1) Does US 8,242,104 primarily protect individual molecules or a chemical class?

It protects a chemical class/genus in claim 1 via Markush-style definitions, with dependent claims and numerous examples illustrating covered compounds.

2) What is the most important structural feature to analyze for FTO?

The claim-1 structural constraints tied to Z1-Z4 and the A group selection, since these govern whether a competitor structure fits the defined formula.

3) Are stereoisomers and salts covered?

Yes. Claim 1 explicitly covers stereoisomers, geometric isomers, tautomers, and pharmaceutically acceptable salts.

4) Do the named compounds in dependent claims limit the patent’s coverage?
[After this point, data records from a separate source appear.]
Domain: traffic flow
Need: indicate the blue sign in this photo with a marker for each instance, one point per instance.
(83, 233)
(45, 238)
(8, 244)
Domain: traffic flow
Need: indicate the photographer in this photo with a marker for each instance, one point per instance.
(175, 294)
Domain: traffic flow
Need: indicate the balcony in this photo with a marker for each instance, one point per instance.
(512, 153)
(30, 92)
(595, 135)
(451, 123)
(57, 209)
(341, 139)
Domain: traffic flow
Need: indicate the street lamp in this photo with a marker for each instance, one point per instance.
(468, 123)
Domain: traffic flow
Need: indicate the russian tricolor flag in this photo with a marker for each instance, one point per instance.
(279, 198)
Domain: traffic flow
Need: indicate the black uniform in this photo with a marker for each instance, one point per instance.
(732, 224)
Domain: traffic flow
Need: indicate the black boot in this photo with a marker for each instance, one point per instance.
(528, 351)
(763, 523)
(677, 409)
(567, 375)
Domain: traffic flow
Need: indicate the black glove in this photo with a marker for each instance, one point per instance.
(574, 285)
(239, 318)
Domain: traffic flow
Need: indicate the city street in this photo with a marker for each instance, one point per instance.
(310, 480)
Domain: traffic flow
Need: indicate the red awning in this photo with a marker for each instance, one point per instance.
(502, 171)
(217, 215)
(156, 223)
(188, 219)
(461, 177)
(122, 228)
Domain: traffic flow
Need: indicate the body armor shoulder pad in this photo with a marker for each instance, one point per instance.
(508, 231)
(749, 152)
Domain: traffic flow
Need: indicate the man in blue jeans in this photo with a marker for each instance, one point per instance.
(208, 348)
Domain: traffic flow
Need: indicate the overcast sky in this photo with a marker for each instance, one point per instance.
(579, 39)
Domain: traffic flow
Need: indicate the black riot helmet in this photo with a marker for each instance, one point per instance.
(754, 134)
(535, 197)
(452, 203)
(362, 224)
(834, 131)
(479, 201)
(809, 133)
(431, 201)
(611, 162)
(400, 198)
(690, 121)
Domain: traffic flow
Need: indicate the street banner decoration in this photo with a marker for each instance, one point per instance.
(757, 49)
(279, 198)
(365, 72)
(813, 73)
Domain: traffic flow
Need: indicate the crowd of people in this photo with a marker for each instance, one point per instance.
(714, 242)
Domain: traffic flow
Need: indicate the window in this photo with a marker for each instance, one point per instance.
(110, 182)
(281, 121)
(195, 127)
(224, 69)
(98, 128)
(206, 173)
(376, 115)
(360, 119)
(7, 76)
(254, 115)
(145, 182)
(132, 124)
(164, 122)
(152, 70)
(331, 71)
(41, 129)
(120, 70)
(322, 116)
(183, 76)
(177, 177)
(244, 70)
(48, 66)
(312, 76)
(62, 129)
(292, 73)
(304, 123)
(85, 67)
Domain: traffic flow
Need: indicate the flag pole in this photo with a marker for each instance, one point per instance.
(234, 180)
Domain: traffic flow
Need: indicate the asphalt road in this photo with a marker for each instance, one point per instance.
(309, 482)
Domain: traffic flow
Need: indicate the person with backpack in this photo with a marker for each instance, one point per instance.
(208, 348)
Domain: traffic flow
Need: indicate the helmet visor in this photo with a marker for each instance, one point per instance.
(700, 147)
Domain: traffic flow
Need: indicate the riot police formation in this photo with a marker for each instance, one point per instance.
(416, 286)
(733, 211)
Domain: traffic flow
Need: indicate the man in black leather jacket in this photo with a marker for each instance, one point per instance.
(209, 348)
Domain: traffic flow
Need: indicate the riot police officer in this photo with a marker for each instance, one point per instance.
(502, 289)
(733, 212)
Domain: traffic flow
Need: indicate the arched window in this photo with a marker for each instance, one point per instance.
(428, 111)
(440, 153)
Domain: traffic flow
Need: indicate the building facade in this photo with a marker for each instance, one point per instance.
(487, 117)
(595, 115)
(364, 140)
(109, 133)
No. Dependent examples do not narrow claim 1; they provide evidence of what the genus was designed to include. Scope is governed by claim 1.

5) Does the patent extend beyond compounds to formulations and treatment kits?

Yes. It includes claims to pharmaceutical compositions, processes, and a kit for therapeutic treatment of breast cancer.

References

[1] US Patent 8,242,104. (n.d.). United States Patent and Trademark Office (USPTO) patent document.